How To Structure Content In A Improvised Speech

Image the next scene with me. You are invited to the New Year celebration (or any other special occasions). People had already something to drink, some of them are drug. So they ask you to make a speech for this occasion. So what is the reaction? Do you freeze and not know, what to say? Or do you make a good speech, making it on the spot, with confidence? Witch one do you want to be?

There are six basic ways to organize the content.


P.R.E.P. stands for Point, Reason, Example, Point. The structure of P.R.E.P. follows by the order of the characters in the acronym.

The P.R.E.P. speech is starting with the Point, telling the most important point of the speech/the reason for saying the speech/the goal of the speech. It is advised, that is is stated clearly. The next step is Reason. This is the place, where the logic takes over, and the reason for the Point part of the speech is revealed. The number of reasons presented here is largely depended on the time allowed for the speech. In Table Topics, where the speaker have up to 2 minutes, there is usually only time for one reason. In longer speeches, there is time for more. The next part of the speech is Example, where there is an example presented, that support the reason stated in the previous step. Here it is advised, that the story (preferably real one) is used to support the reason and indirectly prove the point. Then the speech is ended again with the Point, where the point, stated on the beginning of the speech is repeated. The end summarises the speech and returned back to the beginning of the speech by proving the point. of this speech.

Comparison strategy

Comparison strategy is the way of making speech, where the comparison of the two sides (positive sides with the negative sides) is followed by the conclusion and the point of the speech. The short explanation of the strategy is: Issue, Pro/Con, Conclusions.
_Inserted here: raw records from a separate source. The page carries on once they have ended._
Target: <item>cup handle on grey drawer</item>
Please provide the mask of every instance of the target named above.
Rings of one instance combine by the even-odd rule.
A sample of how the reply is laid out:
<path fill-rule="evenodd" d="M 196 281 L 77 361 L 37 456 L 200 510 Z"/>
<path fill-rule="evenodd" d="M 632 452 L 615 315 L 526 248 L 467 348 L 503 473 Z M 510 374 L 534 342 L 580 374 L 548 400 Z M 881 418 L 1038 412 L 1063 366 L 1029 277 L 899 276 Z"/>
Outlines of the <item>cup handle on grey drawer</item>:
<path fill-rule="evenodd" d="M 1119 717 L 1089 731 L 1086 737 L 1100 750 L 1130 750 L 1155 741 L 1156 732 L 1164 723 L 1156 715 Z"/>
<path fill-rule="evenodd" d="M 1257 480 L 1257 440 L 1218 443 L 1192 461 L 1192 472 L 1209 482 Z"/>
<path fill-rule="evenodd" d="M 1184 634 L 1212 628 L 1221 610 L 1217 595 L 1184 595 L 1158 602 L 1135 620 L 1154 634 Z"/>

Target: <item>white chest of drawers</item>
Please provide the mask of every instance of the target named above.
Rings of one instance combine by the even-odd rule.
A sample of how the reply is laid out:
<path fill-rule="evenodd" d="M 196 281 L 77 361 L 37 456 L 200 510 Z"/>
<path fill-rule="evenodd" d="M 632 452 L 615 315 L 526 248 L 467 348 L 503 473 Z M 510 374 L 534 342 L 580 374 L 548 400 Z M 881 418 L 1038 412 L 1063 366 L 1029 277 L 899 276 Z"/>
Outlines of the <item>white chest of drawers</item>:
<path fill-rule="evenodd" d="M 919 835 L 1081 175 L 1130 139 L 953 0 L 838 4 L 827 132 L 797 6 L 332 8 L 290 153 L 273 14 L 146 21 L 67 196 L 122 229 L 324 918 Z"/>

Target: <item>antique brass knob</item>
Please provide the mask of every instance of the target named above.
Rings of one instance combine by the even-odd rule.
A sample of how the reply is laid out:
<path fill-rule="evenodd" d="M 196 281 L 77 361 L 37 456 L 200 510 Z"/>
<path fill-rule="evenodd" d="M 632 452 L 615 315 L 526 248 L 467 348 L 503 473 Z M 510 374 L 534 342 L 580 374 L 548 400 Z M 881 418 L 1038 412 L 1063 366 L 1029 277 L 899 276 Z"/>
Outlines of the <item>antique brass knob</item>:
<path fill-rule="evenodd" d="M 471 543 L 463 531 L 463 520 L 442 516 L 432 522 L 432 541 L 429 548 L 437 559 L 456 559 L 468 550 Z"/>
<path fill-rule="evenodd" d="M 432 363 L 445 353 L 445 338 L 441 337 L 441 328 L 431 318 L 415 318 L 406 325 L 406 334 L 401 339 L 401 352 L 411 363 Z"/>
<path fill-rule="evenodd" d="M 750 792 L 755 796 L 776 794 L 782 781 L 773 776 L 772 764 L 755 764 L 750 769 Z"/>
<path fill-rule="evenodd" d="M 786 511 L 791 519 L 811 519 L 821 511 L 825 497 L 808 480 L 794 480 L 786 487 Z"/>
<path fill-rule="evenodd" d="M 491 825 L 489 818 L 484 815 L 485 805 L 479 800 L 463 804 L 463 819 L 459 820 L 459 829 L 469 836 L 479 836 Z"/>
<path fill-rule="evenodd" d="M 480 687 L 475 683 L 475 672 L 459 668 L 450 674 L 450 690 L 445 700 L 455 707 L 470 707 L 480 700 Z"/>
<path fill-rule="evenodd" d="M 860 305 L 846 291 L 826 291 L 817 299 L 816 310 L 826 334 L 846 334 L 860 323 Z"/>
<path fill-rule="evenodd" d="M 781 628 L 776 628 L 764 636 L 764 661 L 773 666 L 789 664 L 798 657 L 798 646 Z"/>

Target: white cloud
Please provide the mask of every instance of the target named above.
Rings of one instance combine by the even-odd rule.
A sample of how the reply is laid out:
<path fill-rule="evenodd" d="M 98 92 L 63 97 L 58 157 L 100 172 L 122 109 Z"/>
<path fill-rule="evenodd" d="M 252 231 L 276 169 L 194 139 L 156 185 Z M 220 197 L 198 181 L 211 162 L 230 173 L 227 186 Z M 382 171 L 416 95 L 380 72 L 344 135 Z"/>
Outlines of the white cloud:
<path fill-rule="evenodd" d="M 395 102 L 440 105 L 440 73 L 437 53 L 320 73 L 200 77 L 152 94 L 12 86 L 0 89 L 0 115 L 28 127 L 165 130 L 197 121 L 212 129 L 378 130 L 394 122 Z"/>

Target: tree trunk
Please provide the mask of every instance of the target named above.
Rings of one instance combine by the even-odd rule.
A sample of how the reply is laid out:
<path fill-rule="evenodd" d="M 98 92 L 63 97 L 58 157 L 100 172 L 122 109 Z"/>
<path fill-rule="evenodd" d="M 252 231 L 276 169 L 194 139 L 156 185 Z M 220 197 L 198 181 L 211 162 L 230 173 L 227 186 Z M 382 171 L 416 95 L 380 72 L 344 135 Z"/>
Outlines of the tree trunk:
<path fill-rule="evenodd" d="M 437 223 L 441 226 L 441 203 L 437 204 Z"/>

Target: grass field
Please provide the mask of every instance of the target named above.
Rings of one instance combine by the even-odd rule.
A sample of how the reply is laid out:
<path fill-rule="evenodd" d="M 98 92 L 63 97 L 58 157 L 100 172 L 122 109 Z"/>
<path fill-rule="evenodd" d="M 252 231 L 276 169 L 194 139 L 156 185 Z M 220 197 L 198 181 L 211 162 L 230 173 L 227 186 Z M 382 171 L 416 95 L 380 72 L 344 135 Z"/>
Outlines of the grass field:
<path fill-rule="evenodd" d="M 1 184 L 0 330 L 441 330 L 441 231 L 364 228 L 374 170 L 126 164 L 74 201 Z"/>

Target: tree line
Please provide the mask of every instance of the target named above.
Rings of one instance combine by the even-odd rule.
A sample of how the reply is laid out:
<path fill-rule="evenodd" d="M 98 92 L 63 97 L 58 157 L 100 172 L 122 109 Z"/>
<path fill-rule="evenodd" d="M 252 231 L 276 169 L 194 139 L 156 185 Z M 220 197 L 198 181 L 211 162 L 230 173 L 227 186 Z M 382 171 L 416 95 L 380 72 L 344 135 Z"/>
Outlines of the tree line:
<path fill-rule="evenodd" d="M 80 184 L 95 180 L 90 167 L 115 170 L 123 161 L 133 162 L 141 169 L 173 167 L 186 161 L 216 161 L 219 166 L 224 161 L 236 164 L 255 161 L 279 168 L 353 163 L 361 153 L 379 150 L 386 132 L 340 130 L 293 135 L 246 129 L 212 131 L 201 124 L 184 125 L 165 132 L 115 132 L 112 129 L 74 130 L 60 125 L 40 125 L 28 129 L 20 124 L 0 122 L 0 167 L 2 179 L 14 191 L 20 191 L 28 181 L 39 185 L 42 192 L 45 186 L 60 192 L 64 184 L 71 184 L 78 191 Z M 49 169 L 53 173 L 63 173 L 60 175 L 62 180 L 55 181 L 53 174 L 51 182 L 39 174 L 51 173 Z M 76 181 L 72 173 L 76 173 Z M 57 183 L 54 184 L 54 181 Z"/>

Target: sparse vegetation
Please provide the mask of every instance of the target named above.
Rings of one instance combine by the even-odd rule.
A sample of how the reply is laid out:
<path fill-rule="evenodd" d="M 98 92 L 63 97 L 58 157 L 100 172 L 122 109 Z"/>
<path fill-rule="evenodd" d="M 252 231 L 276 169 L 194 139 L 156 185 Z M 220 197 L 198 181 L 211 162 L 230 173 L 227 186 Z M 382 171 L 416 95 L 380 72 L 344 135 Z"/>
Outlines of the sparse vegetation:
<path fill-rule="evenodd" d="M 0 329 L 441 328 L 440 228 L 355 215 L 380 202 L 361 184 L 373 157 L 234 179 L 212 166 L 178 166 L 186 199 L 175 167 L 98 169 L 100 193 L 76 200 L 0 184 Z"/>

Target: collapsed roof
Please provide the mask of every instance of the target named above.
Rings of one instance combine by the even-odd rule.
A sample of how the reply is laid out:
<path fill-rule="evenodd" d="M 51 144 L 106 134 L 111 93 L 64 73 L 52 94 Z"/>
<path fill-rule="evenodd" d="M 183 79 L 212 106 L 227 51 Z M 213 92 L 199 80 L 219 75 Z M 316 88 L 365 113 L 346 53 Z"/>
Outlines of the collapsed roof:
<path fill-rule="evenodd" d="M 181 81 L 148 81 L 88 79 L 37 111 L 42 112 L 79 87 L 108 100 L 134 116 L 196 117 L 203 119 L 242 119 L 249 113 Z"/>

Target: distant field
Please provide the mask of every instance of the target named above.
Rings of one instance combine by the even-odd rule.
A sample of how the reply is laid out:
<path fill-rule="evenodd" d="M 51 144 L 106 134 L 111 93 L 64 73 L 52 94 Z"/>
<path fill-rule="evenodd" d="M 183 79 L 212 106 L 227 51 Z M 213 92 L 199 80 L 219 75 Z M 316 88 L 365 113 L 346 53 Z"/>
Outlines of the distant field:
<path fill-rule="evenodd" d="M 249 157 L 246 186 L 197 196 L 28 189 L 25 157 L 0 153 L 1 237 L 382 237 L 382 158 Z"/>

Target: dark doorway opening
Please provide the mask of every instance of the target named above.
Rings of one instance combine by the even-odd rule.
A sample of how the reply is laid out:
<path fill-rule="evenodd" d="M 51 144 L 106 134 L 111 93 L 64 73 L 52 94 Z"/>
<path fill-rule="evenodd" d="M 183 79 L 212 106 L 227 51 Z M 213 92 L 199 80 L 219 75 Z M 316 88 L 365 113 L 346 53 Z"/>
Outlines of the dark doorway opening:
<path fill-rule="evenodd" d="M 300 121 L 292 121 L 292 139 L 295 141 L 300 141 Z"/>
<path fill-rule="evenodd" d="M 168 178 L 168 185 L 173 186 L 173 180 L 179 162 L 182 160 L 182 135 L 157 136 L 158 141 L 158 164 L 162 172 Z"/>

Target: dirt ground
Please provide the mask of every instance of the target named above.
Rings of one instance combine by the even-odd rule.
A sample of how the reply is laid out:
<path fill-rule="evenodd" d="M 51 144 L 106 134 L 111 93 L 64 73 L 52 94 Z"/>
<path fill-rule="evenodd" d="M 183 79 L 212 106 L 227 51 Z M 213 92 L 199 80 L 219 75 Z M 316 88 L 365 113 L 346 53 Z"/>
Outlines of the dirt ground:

In the Issue step, the who situation/problem/background/solution/... is explained. Here, there is no judging of the situation yet. Just the explanation of the issue, so the listeners understand, what is the speaker talking about. The next step is the Pro/Con step, where the speaker lists all the benefits of the situation/solution, and then all the drawbacks of it. On the end, in the Conclusion step, the speaker talk about his opinion or recommendation.


This strategy is most useful on the occasions, where the speech must be given in the honour of a person/couple or similar. The basic strategy is: Past, Present, Future.

The speech is started by going into the Past. Telling stories about the past, or just reminding the people of some interesting titbit, that have happened in the past. The example would be: "I have first really looked at her, after she managed to turn the hair of our schoolteacher blue...". The the speech goes to the Present, where the opinion is stated. The speech concludes with the Future, be stating hopes, wishes, predictions and similar things.


The next strategy of talking about something is the one, that I have encountered the most. It is a strategy, that is mostly used to talk/present the problems, but it can be also used to convince somebody into something, if that person things, the problem is important enough. The short strategy is: Cause, Effect, Remedy.

The speech starts by explaining the problem, if the problem is not yet known. If the problem is known by every listener, then this faze can be skipped. Then it goes to the Cause faze, where the speaker presents the causes of the problem, described (or already known). This is the reason behind the problem. The next faze is Effect, where the speaker is talking about, what kind of consequences are there, because of this problem. This is the visible/known results of the problem. The speech is finished by Remedy, where the solution of the problem is presented.


This strategy is about breaking the topic of the speech is a lot of different components, each dealing with different aspect.

The speech is started, by introduction to the subject of speech, then each of the aspects of the subject is presented in order, one after another. The end summarises the whole speech and states the point/conclusion.

The different components could be chosen from the following list (but it is not an exclusive list): political, economical, environmental, religious, moral, ethical, historical, technological, theoretical, practical, social, psychological,...


This speech strategy is about answering all the Wh- questions about a certain subject (the one the speech is about). The questions are: Who, What, When, Where, Why.

The speech starts by answering the Who and What. Who are the people involved and in what are they involved in. Then the situation is explained in greater detail, by answering the questions When and Where. The question Why is the one finishing the speech, since it usually present the most important information and it makes the most impact. The ends of the speech are also usually the most remembered (along with the very start of the speech).

There might be others, so do not be afraid to experiment with different techniques.